The NHI also required: a more rigorous identification and classification of serious deficiencies; improved processes for investigating complaints; and states to refer for immediate sanctions any nursing home with a pattern of deficiencies on successive surveys that harmed residents.
However, Carol Benner, vice-president of the Association of Health Facility Survey Agencies, painted a picture of government funds, both federal and state, out of sync with the needs of the enhanced system. "The federal initiatives have significantly and dramatically increased state survey agency workload. The enhanced survey protocol requires more hours per survey; complaint investigations have doubled in some states; and, increased enforcement actions require additional surveys."
Even now, the additional federal funds that probably will be available to the states for fiscal 2001 (the year that began October 1,2000) might prove to be insufficient, Benner warned. "Next year, we will be here again, testifying that there are not enough resources and that we are still not meeting federal time frames."
Benner also referred to the lead time needed to implement an enhanced program.

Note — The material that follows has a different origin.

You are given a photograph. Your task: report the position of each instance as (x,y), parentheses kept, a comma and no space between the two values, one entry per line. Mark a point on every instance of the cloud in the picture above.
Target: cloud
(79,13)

Many states need a full state budget cycle prior to allocation of federal funds to plan for additional positions. "After state legislatures have approved hiring additional staff and the federal monies are appropriated," she said, "it takes another 12 to 18 months to hire staff and provide orientation, training and testing before a surveyor is deemed satisfactory to survey independently." For example, in Maryland, where Benner works as director of the Office of Health Care Quality, the number of complaints from FY98 to FY00 that were investigated tripled and the number of followup visits more than tripled. Meanwhile, although the actual number of visits to nursing homes increased from an average of two per year to more than five per year, there was a decrease in the number of annual surveys conducted and an inability of the state to meet the 12-month average, Benner testified. "Although we have worked hard to correct this problem, this shift in workload and priority shows the impact of a policy change without adequate preparation."
The Senate Aging Committee's two-year assessment came at a time when the Clinton administration was about to hand off to a new administration that might have other ideas on assuring nursing home quality of care.